Pictures in Comic Elegance: Yosa Buson and Haiga (haiku painting)
Colloquium with Cheryl Crowley, East Asian Languages and Cultures, Emory University.
Monday, January 26, 2009
3:00 PM - 5:00 PM
Los Angeles, CA 90095
Yosa Buson (1716-1783) was famous both as a poet of haikai (ancestor of modern haiku) and nanga (Chinese "southern style" painting). While his haikai and nanga have been extensively studied, his haiga (haikai painting), which combine verse and visual imagery, are less well known. Haiga match a 17-syllable poem with a simple sketch, using text and image to create a single, integrated whole. Haiga compositions rely on an assumption that verbal and visual expression are essentially equivalent, as they both convey meaning through associations (hibiki) and overtones (yojô) that transcend medium. My paper examines Buson's haiga in the context of the communities of poets, painters, and patrons in which they were created, exploring their central role in the "Bashô Revival Movement" of the l8th century.

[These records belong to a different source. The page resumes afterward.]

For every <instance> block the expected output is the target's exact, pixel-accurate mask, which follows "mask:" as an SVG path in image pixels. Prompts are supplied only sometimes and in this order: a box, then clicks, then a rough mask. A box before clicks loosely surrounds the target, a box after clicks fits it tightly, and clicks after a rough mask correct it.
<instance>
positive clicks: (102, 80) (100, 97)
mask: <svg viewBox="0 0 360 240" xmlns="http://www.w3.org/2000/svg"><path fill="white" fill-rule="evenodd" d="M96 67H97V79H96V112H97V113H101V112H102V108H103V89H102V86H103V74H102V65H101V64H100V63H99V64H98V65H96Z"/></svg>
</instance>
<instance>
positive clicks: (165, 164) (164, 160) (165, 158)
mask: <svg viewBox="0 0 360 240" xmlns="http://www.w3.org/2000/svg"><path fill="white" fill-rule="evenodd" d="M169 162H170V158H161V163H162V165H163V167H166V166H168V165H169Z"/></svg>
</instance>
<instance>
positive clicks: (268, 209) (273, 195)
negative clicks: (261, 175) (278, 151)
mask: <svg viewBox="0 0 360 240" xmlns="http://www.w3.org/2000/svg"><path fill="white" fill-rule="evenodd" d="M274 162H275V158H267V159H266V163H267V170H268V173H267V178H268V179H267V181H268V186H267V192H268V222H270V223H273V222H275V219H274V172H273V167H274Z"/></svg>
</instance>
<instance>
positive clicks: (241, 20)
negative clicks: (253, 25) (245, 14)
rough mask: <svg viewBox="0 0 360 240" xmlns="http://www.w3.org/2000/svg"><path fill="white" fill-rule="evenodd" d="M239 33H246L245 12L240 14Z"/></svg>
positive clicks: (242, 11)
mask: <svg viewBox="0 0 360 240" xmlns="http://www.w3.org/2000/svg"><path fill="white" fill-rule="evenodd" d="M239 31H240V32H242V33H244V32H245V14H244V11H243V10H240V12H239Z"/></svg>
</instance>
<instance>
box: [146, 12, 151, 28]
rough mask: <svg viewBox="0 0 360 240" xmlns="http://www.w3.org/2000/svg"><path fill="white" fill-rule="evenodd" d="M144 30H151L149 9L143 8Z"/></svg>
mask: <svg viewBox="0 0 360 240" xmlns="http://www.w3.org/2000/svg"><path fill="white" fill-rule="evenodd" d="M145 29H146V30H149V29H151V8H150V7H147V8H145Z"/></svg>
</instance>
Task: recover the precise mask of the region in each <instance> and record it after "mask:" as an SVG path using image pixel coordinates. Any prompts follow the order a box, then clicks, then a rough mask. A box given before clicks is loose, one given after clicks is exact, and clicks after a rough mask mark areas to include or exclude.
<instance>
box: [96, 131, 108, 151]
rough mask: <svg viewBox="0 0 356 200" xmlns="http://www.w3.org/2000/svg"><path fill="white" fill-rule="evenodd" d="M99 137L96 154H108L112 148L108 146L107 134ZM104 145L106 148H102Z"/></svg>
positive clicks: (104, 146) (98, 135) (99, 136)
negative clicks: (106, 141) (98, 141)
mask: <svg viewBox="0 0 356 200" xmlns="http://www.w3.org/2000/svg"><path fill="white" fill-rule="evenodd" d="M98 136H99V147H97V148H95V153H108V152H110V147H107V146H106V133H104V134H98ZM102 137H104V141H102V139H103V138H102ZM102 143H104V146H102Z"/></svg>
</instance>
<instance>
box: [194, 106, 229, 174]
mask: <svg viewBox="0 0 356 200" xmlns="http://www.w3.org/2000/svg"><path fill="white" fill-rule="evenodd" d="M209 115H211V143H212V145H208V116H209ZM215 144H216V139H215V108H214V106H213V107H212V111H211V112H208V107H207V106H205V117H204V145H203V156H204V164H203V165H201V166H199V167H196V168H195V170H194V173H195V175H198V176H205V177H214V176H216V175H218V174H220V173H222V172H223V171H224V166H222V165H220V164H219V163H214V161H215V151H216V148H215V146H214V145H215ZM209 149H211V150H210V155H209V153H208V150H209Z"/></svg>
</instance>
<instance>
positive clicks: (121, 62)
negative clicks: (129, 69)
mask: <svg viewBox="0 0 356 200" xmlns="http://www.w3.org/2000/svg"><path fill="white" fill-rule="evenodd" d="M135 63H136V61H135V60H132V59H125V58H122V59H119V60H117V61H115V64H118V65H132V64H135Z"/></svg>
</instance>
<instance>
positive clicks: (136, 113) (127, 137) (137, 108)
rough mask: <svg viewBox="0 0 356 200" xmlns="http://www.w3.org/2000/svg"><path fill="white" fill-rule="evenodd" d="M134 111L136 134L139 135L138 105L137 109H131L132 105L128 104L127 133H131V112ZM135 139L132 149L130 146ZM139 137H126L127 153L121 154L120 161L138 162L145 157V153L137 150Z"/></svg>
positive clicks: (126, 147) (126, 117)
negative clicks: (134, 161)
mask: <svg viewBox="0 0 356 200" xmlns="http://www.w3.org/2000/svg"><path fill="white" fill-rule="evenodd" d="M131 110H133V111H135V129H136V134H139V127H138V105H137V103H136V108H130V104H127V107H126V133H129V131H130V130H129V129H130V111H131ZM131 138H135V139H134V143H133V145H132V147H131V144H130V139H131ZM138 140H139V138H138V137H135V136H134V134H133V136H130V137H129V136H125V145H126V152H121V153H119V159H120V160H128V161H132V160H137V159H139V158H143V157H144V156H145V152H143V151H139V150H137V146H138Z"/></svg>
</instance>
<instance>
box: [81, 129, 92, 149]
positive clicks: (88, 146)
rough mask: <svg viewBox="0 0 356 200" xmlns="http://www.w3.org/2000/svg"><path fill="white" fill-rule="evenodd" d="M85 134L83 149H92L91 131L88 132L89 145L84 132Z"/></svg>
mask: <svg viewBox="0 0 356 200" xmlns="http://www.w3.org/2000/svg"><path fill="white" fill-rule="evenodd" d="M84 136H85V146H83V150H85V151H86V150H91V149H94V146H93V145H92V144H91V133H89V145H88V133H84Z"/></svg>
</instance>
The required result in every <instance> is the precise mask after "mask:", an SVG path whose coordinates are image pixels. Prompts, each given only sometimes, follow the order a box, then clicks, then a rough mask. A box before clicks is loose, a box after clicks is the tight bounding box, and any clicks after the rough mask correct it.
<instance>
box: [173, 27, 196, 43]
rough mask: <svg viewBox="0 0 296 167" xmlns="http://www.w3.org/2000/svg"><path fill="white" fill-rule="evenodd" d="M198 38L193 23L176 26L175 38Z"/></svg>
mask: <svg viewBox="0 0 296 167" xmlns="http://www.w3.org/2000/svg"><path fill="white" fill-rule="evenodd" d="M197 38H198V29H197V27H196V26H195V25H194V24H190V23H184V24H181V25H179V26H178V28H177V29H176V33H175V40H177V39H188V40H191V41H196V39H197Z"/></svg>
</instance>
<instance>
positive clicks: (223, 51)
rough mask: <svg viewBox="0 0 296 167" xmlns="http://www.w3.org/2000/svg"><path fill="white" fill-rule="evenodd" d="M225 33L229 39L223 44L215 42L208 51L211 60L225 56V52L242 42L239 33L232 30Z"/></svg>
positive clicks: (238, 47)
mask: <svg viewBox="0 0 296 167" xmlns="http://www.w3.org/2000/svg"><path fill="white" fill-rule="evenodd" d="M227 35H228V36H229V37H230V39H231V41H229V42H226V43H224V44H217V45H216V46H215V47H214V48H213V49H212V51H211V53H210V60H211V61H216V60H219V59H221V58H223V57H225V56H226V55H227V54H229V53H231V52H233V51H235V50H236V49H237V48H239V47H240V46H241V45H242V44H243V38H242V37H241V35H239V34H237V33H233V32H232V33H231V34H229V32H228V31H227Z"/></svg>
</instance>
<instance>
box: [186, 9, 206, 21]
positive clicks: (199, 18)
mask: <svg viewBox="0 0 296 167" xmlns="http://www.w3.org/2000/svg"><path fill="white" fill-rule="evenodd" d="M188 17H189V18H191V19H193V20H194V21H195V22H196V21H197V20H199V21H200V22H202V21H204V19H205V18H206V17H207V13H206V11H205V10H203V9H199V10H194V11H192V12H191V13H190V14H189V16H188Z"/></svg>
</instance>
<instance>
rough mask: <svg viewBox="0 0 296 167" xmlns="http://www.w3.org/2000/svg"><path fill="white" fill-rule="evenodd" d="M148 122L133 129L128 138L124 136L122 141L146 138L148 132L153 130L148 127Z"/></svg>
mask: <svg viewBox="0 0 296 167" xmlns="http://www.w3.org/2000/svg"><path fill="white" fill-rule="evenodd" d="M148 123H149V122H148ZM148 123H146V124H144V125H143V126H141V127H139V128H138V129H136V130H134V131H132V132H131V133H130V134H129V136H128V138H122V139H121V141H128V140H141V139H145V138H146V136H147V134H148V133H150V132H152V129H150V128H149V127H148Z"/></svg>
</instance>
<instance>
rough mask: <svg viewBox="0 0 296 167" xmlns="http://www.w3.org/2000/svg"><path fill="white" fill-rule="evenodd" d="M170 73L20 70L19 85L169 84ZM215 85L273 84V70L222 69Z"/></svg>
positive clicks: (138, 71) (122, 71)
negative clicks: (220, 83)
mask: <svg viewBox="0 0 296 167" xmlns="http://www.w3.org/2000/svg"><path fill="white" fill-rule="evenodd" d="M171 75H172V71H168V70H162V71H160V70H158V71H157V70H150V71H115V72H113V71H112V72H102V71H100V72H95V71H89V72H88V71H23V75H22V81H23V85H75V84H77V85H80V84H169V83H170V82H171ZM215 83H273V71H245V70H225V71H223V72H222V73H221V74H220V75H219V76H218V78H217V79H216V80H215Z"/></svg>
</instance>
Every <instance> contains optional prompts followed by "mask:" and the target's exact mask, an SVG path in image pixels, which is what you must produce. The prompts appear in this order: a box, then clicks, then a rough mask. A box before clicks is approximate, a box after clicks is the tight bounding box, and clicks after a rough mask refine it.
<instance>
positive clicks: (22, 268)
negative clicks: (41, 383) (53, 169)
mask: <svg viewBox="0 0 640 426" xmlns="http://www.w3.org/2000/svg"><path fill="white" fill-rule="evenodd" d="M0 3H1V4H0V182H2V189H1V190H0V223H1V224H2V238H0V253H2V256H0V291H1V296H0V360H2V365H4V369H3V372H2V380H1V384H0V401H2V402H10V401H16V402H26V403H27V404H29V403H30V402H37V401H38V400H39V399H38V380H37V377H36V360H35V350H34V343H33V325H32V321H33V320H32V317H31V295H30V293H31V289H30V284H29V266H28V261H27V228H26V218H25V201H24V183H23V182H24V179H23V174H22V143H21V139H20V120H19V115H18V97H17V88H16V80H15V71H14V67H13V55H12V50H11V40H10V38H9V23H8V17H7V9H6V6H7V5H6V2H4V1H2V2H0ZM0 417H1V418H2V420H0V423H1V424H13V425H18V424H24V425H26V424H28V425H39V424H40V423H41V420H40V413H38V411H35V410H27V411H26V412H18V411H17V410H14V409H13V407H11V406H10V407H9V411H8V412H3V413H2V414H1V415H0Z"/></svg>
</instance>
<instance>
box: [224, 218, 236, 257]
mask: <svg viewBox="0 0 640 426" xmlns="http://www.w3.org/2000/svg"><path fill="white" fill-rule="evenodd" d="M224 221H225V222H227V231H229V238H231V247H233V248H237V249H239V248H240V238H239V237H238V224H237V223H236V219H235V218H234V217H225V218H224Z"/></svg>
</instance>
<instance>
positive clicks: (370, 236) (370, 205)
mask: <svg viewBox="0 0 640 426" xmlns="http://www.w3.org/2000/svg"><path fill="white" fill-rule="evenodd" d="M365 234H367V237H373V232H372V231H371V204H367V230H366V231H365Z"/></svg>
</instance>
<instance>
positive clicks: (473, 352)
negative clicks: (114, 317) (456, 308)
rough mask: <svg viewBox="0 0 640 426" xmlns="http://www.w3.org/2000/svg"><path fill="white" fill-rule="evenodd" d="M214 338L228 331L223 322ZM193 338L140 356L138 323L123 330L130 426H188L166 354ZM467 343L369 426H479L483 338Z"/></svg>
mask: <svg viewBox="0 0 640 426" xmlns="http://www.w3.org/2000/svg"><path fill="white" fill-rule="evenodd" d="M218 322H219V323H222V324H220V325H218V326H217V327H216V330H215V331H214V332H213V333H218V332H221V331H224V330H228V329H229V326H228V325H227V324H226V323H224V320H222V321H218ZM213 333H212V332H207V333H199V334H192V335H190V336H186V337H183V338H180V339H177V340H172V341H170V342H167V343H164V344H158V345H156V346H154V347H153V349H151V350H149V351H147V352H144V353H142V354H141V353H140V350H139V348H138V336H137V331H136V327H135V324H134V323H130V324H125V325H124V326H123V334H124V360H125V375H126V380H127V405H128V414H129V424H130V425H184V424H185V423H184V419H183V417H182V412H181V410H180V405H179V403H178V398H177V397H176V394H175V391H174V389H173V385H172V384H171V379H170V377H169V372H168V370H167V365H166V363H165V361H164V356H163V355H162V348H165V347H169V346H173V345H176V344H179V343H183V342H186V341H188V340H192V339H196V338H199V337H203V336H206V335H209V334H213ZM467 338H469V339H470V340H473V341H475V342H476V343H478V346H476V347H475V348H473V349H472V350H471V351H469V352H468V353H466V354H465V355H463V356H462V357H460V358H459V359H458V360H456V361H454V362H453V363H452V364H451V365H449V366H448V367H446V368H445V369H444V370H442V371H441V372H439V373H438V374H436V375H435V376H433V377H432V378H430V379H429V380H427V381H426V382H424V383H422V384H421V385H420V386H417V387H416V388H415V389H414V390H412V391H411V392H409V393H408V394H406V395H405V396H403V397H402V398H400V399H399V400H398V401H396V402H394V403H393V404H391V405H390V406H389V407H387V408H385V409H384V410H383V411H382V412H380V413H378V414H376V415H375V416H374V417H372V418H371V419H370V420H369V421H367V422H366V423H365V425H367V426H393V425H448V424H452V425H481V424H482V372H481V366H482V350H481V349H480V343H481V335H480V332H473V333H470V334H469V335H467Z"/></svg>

Cheryl Crowley (REALC, Ph.D. Columbia 2001) focuses on the confluence of sinophilia and popular culture in early modern Japanese literature, especially haikai poetry, the ancestor of modern haiku. Her recent book (Haikai Poet Yosa Buson and the Bashô Revival, Brill, 2007) explored how Buson was both a pioneer in Japanese popular culture and a leading figure in the community of sinophile literati, who emulated of Chinese scholar-poets. Recently she has given conference papers on the topic of the relationship between haikai and kanshi and visualizations of Chinese landscapes in early modern poetry and painting. She is currently working on a book on women haikai poets in the early modern period.